Cassia fistula L.
Botanical Name: Cassia fistula L.
Family: Fabaceae, leguminasea
Local Name: Amaltas
Sindhi Name: Amaltas, chimkani
English Name: Golden shower
Part used: Fruit, leaves, barks, pods and pulp
Cassia fistula L. is a medium-sized tree 10–20 m tall with fast growth. Leaves are deciduous, 15–60 cm long, pinnate. Flowers are 4–7 cm diameter with five yellow petals of equal size and shape. Fruit is a legume, 30–60 cm with a pungent odor and contain several seeds. Seeds are poisonous. 1
Ethnomedicinal Uses in Skin Diseases:
Seeds of amaltas (Cassia fistula Linn.) are dissolved in boiling water at night. In the morning seeds are ground to make a paste. This paste is applied for the treatment of athlete,s foot and deep lesions in Districts Sukkur, Badin, Umerkot, Tharparkar and Larkana.
Leaves of Cassia fistula L. contain highest amount of phenolics, flavonoids, proanthocyanidin,3 isoprenoid diterpenes, 3-formyl-1-hydroxy-8-methoxy, anthraquinone, bioactive, and galactopyranoside.2 Thanthraquinones like rhein, chrysophanol, 9-(-)-epiafzelechin, 3-O-B-D-glucopyranoside, triflavonoids togetherwith (-) epiafzelechin, (-) epicatechin and bioflavonoids.
Medicinal Uses and Pharmacology/ Scientific Studies:
Bark of Cassia fistula L. is used for the treatment of asthma, bronchitis, leprosy, diabetes, leucoderma, small pox, burning sensation, rheumatism, haemorrhages, biliousness, dysentery, seminal weakness, wound, skin disease and ulcer.3 Juice of tender leaves is used as a lotion in conjunctivitis.4 Paste made from fresh leaves is applied on the forehead for headache.4Leaves are orally consumed as such and paste is applied locally to cure body swelling. Soft stem and their branches are used as toothbrush to cure various diseases of teeth and gums.5The plant is used as a therapeutic agent for the treatment of hypercholesterolemia, as antipyretic, analgesic, intestinal disorders, antiperiodic, 6 antibacterial, antiinflammatory, antioxidant, antitussive, and antimicrobial agents.7
- Phondke, G. P. (1992), The Wealth of India, 3: Ca-Cl, 340-341, Publication and information Directorate, CSIR, Dr. K. S. Kirshnan Marg, New Delhi- India.

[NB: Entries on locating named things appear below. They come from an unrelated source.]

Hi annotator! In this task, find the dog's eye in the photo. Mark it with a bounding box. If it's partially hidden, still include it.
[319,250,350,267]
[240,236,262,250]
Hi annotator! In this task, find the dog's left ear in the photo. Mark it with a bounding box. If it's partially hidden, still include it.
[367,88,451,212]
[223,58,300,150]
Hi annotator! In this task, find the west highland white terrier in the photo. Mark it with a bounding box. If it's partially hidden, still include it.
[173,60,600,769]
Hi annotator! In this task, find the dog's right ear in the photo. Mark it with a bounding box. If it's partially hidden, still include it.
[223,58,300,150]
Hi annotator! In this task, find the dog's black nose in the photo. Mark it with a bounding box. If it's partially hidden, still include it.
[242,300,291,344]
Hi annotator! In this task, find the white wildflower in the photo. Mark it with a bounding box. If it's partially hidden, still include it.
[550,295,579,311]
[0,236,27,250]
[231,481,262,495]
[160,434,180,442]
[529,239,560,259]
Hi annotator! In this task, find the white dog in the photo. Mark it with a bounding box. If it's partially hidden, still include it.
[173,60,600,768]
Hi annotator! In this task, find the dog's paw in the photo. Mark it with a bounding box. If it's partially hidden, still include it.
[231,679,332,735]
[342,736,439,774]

- Parjapati, N. D. (2003), A Handbook of Medicinal Plants, p. 119-120, Agrobios, Jodhpur, India.
- Bently, R. (2002), Trimen, H., Medicinal Plants, Vol. 3, p. 468-69, Omsons Publications, New Delhi, India.
- Khare, P. C. (2007), Indian Medicinal Plants, p. 128, Springer Science Publishers, NY, USA.
- Bhakta, T. (1999). Evaluation ofhepatoprotective activity of Cassiafistula leaf extract. Journal of Ethanopharmacollogy, 66(3), 277-282.
- Abu, S. (1999). Studies on the characterization and glyceride composition of Cassia fistula seed oil. Bangladesh Journal of Scientific & Industrial Research, 34(3), 144-148
- Bhakta T et.al. (2010). Studies on in vitro wound healing activity of Cassia fistula leaves in rats. Journal of Natural Product & Sciences, 4(6), 84-87.